Furthermore, since flat displays can provide added value due to their thinness, it is desirable to eliminate as much useless space as possible, such as the rear surface of the chassis, and it is necessary to efficiently use the space around the substrate and its surroundings. is there.
The present invention has been made in view of the above problems, and provides a flat display that can reliably reinforce connection of connectors and vibrations of components on the board, and can reduce useless space around the board. The purpose is to provide.

  In order to achieve at least one of the above objects, the invention of claim 1 is a flat display in which a substrate having a connector for connecting a cable is attached to the back surface of a screen display panel via a plurality of bosses. A notch and a fitting hole provided on the inner side of the notch are formed at the end of the substrate, which is an end material generated when the substrate is cut out from a larger substrate and engages with the notch of the substrate. A reinforcing member in which a notch and a protrusion that fits into the fitting hole are formed is attached to an end of the substrate, and the length of the reinforcing member between the substrate and the back surface of the screen display panel Is shorter than the height of the boss, and the reinforcing member comes into contact with the back surface of the screen display panel by bending the substrate when the cable is inserted into the connector. A test pin is formed on the reinforcing member and a wiring pattern connected to the test pin is formed on the opposite side of the boss across the substrate, and the test pin is connected to the test pin on the substrate. The wiring pattern to be formed is formed, and the wiring pattern of the reinforcing member and the wiring pattern of the substrate are made conductive by performing soldering in a state where the reinforcing member is attached to the end portion of the substrate. As a configuration.

  In the invention of claim 1 configured as described above, a notch and a fitting hole provided inside the notch are formed in the end portion of the substrate, and the protrusion that fits in the fitting hole is formed in the reinforcing substrate. And a notch are formed. Therefore, when engaging both by cutting, the said protrusion fits into a fitting hole, and can be fixed easily. As a result, even when vibration occurs in the components on the substrate, the flat display, or the like, the reinforcing member can be prevented from falling off and the substrate can be reliably reinforced.

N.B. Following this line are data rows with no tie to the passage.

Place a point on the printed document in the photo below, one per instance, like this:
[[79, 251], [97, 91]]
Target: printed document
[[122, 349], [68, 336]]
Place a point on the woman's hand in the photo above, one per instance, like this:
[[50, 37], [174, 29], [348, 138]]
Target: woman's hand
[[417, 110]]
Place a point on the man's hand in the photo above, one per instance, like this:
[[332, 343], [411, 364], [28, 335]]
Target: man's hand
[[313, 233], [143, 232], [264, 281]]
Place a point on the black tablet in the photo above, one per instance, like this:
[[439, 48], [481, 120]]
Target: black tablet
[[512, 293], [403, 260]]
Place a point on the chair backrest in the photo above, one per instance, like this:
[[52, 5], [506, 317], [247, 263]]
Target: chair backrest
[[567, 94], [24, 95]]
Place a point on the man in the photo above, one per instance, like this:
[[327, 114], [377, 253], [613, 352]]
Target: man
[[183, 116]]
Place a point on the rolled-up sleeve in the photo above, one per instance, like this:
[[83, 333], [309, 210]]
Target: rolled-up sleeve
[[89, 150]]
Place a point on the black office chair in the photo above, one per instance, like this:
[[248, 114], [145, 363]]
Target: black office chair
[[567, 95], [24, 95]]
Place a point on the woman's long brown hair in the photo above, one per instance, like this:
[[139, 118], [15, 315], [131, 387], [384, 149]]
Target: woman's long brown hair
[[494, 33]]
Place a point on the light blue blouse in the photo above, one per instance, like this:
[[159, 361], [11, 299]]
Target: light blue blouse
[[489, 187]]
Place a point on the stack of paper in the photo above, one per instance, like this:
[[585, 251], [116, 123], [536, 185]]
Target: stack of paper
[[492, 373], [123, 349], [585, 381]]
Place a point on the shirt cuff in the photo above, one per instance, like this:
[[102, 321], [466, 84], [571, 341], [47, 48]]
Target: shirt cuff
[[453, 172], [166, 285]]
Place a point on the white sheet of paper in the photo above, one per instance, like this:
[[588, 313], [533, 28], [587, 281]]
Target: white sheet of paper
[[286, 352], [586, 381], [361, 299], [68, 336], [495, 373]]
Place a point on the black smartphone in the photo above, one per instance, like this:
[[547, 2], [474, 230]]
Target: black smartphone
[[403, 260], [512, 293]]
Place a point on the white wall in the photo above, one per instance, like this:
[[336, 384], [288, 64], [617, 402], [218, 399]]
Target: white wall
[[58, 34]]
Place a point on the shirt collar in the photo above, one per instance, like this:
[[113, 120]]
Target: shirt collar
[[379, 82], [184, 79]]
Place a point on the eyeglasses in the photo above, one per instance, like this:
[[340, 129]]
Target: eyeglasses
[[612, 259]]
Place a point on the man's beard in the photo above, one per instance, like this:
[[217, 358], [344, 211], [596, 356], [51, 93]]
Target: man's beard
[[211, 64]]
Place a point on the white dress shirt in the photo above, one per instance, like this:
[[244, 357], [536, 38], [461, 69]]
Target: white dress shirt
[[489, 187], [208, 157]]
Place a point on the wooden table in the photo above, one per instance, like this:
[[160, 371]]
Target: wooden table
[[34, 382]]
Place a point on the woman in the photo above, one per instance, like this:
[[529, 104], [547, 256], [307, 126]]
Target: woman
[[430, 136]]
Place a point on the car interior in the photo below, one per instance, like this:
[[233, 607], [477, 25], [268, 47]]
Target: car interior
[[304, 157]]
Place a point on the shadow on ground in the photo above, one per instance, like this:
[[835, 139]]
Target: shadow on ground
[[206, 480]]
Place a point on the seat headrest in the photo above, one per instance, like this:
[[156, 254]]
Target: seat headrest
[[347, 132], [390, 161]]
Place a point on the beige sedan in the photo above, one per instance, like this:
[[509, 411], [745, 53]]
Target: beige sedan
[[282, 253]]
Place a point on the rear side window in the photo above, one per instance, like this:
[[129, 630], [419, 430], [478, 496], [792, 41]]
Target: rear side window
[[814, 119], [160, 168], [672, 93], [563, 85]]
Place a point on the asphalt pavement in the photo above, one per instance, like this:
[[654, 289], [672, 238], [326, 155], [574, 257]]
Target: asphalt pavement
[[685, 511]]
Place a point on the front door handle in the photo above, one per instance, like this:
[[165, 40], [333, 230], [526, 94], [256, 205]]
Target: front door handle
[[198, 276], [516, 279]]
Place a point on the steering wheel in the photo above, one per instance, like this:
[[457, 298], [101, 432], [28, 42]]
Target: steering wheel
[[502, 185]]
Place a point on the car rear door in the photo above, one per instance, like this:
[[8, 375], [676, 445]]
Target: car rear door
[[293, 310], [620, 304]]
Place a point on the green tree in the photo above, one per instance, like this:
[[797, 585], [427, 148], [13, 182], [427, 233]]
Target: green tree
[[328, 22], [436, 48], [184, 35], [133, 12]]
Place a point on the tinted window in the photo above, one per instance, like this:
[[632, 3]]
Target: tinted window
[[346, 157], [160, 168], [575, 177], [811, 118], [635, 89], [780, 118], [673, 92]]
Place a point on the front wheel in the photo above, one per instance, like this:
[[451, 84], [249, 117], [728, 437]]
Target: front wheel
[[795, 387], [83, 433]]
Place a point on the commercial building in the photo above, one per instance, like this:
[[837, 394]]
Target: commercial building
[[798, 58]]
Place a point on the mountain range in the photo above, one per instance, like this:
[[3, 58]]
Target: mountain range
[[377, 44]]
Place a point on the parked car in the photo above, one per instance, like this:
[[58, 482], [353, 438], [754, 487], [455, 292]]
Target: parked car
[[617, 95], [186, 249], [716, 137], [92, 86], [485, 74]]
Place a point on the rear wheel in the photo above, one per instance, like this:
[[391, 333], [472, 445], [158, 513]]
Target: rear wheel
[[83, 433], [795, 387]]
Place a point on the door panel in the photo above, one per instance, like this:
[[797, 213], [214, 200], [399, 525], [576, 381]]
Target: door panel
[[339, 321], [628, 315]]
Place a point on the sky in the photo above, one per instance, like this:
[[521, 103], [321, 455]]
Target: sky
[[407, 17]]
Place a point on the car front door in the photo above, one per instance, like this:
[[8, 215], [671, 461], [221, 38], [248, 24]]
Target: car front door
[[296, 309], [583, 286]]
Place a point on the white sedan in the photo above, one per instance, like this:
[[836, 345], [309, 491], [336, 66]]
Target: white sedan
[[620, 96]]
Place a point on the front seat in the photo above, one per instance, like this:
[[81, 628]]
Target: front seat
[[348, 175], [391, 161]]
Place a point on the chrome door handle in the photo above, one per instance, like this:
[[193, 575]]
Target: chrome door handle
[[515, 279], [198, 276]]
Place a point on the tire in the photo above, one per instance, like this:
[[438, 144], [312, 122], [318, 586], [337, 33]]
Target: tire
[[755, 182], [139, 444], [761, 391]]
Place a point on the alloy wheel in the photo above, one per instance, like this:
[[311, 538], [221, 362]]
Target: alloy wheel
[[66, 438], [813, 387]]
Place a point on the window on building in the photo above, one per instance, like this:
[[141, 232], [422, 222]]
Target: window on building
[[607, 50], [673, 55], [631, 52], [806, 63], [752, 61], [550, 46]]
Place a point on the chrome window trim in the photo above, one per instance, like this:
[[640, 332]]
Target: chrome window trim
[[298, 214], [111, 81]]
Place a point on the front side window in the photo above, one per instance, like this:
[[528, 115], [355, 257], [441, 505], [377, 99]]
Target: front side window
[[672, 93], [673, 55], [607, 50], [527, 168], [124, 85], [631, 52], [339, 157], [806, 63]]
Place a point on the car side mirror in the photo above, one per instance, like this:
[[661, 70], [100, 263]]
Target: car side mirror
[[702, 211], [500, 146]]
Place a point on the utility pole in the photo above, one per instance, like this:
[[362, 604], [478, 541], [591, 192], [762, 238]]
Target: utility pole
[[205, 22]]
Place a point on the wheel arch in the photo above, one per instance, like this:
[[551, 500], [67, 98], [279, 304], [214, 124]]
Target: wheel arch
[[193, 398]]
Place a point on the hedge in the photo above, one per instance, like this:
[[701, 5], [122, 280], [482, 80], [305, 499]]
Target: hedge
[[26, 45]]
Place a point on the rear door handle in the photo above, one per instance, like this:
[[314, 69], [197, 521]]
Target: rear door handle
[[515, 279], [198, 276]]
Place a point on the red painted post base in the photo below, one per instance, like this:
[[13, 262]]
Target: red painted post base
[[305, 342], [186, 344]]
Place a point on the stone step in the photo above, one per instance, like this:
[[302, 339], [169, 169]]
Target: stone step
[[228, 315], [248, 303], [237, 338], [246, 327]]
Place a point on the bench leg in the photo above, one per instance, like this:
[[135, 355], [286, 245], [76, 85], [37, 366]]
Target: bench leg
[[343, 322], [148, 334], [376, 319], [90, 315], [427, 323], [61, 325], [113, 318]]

  The length of the reinforcing member between the substrate and the back surface of the screen display panel is shorter than the height of the boss. Therefore, the reinforcing member and the screen display panel do not come into contact with each other during normal operation of the flat display, and no vibration noise is generated even when vibration occurs in the components on the substrate, the flat display, or the like. Further, since the reinforcing member is formed so as to come into contact with the back surface of the screen display panel by bending the substrate when the cable is inserted into the connector, the bending of the substrate caused by the insertion of the cable is slight. Therefore, the circuit can be prevented from being adversely affected by the bending.

  Furthermore, the wiring patterns formed on the reinforcing member and the substrate are made conductive by soldering, so that both can be reliably fixed. Further, in the reinforcing member, on the side opposite to the boss (the side where the substrate surface is exposed) across the substrate, test pins in which appropriate conduction is ensured by the wiring pattern are formed. Since this test pin is arranged on the side where the board surface is exposed, it is possible to easily connect the probe to the test pin, and it is necessary to secure a space for connecting the probe. There is no. In other words, if the test pin is formed at a position where it is difficult to attach the probe, such as on the board surface on the boss side, a large work space is required to attach the probe. If a test pin is formed on the member, the probe can be easily attached. Therefore, the required space can be saved.

Also, one aspect of the present invention is a flat display in which a substrate having a connector for connecting a cable is attached to the back surface of the screen display panel through a plurality of bosses, and the substrate is notched. And a reinforcing member which is an end material generated when the substrate is cut out from a larger substrate and is formed with a notch for engaging with the notch of the substrate, is attached to the substrate, and the reinforcing member is In this configuration, the board is prevented from bending when the cable is inserted into the connector.

In one of the aspects of the present invention configured as described above, the reinforcing member is created by using an end material generated when the substrate is cut out. Therefore, the cost can be suppressed. In addition, a cut is formed in the substrate and the reinforcing member, and the substrate and the reinforcing member are engaged using this cut. Thereby, a reinforcement member can be easily attached with respect to a board | substrate. Further, since the reinforcing member can be attached only by making a cut in the substrate and the reinforcing member, the reinforcing member that can be attached to the substrate can be formed very easily.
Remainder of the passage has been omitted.